The western states could hardly intervene to assist the Kurds against ISIS in Syria where Turkey regards the the PKK, the largest and most militant faction in YPG struggling against ISIS, as a threat to its territorial integrity of Turkey and one that is growing angry at Ankara's attempt to stop Turkish Kurds fighting in Syria.

The double standard is resented by the Kurds because prior to April 2014, fighters going to assist the Free Syria Army, even the most militant Al Qaida affiliated groups such as Al Nusra, had been facilitated and tolerated throughout 2012 and 2013 before ISIS turned its guns against the Sunni states and the west.

The battle between ISIS and the YPG is critical because, despite Prime Minister Cameron's claim that ISIS makes money from sales of oil to Assad, most of the Islamic State's revenues come from illicit sales of oil across the long Turkish border, a strategic area through which foreign Sunni militants are recruited.
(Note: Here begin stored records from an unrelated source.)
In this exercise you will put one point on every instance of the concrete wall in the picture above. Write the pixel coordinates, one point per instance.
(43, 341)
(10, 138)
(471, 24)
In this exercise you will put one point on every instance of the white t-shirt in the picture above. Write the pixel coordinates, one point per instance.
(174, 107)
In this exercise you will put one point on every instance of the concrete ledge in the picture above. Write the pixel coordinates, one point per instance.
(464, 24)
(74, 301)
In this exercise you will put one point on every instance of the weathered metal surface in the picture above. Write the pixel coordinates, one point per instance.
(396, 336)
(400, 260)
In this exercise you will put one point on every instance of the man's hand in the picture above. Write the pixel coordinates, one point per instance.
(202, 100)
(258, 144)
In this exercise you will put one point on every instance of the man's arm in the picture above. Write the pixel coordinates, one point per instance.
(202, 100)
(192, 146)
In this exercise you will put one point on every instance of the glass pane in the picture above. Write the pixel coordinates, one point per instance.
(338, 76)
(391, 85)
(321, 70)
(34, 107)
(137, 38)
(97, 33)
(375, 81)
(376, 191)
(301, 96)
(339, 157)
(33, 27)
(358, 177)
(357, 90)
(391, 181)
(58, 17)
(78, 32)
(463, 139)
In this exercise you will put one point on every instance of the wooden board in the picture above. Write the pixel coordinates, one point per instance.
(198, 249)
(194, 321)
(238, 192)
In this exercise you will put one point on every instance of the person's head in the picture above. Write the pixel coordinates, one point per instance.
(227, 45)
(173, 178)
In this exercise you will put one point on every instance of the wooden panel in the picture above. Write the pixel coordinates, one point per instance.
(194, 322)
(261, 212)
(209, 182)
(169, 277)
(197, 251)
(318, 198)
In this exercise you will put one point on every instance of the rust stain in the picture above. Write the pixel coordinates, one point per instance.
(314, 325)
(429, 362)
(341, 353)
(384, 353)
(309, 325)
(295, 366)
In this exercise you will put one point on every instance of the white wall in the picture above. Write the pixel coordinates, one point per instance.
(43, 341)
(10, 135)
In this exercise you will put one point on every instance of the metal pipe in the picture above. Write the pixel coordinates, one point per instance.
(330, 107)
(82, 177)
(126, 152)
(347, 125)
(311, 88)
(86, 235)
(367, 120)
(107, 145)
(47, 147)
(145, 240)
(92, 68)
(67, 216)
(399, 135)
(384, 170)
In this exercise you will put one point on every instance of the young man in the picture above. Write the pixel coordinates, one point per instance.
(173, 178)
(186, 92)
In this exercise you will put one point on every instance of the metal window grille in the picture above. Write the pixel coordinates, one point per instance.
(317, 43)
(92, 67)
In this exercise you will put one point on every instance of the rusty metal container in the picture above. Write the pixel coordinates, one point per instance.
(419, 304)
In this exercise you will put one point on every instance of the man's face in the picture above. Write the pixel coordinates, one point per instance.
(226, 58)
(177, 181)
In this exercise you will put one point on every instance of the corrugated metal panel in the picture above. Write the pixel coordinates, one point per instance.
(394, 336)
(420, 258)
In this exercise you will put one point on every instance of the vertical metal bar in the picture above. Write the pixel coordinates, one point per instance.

More than that, the borderlands with Turkey contain some of Syria's richest oil reserves such as the Rumeilan oil fields to the east of Serekaniye which are mostly in Kurdish hands: who control these resources also controls the illegal fuel trade which runs through pipelines built during the sanctions on Saddam in the 1990s.

From Ankara's perspective it benefits its security if neither the YPG nor ISIS could win definitive control over these oil resources with which to buy weapons because it regards both the YPG and ISIS as both dangerous terrorist threats and, if anything, the PKK as far more dangerous to it than ISIS.

Turkey's conflict with the PKK date back to 1984 and they were aligned with Assad's Syria: even in 22013 the Kurds of Syria were in league with Damascus because Assad wanted to divert the Free Syria Army northwards away from the capital and both they and the Kurds squabbled over the oil reserves.

The reticence of the Syrian Kurds to either want the restoration of rule from Damascus or to remain within a Sunni Arab dominated Syria being fought for by the Free Syria Army or, of course to an insane degree by ISIS and Al Nusra, means it is highly unlikely either Turkey or Qatar could get their way in Syria.

Yet it is precisely just such a foreign policy which is bound to provoke the Kurds in Syria into further resistance that makes a political settlement difficult to acheive : if the Kurds are thwarted in their quest for autonomy they would align even with Assad against Turkey meaning it would back Sunni militants against it.